La prima parabola a cui voglio dedicare la meditazione ci viene presentata è quella del grano e della zizzania. È un'immagine della vita quotidiana: c'è un "padrone" che semina il buon seme nel suo campo, un "nemico" che semina la zizzania (nome di un'erba che cresce tra il grano e lo danneggia) e dei "servi" impegnati che sono preoccupati per il futuro del raccolto. Tutto sembra normale; ciò che è anormale è la reazione del "padrone" alla "crisi". Mentre i servi chiedono “"Vuoi che andiamo a raccoglierla?"”, il padrone ordina loro di lasciare che il grano e la zizzania crescano uno accanto all'altra e che solo al momento del raccolto si faccia la cernita dei buoni e dei cattivi, di ciò che deve essere bruciato e di ciò che deve essere conservato nei granai. Il "padrone" della parabola è questo Dio paziente, che dà all'uomo ogni opportunità, che non vuole che il peccatore muoia, ma che si converta e viva. I "servi" troppo zelanti sono i credenti rigidi e intolleranti (che lavorano nel campo del "padrone"), incapaci di guardare al mondo e al cuore degli uomini con la gentilezza, la serenità e la pazienza di Dio.

Dio preferisce che non s’intervenga subito, per non recare danno al grano buono. Dio è paziente, non interviene in maniera eccezionale in ogni momento. Lascia a ciascuno possibilità reali di decisione in un senso o nell’altro. Rispetta la libertà umana. Noi troviamo difficile accettare questo modo di fare di Dio; ma dobbiamo capire che la motivazione di questo agire è molto positiva: quando si tratta di uomini che crescono, c’è sempre la possibilità di una conversione, di un cambiamento radicale di orientamento e di vita. Il malvagio può diventare buono. Dio dà la possibilità della conversione.

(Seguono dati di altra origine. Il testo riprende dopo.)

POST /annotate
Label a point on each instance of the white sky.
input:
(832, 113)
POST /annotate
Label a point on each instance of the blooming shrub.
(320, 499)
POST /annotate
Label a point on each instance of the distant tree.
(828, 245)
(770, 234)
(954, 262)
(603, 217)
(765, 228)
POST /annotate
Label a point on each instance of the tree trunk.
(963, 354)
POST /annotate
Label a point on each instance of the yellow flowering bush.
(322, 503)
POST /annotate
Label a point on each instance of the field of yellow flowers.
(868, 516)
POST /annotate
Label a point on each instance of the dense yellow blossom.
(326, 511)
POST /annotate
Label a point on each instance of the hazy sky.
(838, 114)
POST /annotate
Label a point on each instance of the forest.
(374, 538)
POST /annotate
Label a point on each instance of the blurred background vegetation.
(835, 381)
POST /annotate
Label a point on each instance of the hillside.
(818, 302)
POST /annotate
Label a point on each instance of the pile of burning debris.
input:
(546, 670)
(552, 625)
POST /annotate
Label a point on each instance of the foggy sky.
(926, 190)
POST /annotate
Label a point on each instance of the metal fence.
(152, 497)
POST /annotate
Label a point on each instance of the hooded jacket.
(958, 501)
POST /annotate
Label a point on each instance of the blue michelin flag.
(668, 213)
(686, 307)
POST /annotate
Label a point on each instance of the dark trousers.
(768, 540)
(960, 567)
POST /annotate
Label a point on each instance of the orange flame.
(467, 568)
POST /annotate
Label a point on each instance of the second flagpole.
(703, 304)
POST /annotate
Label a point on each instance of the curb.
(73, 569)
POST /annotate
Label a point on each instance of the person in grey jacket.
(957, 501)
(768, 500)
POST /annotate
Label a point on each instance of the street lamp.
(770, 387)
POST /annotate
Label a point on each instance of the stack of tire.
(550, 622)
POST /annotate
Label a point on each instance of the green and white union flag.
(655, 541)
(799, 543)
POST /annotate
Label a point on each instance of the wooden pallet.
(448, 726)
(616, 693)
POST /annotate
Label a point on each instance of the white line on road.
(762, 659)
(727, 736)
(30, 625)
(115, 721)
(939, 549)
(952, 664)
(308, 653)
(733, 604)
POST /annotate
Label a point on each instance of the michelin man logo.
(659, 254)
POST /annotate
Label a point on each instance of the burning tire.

Il discepolo missionario è, secondo Papa Francesco, colui che ha lo sguardo del padrone e cioè lo sguardo di Dio. Ai servi sta a cuore un campo senza erbacce, al padrone il buon grano. Il Signore ci invita ad assumere il suo stesso sguardo, quello che si fissa sul buon grano, che sa custodirlo anche tra le erbacce. Non collabora bene con Dio chi si mette a caccia dei limiti e dei difetti degli altri, ma piuttosto chi sa riconoscere il bene che cresce silenziosamente nel campo della Chiesa e della storia, coltivandolo fino alla maturazione. E allora sarà Dio, e solo Lui, a premiare i buoni e punire i malvagi.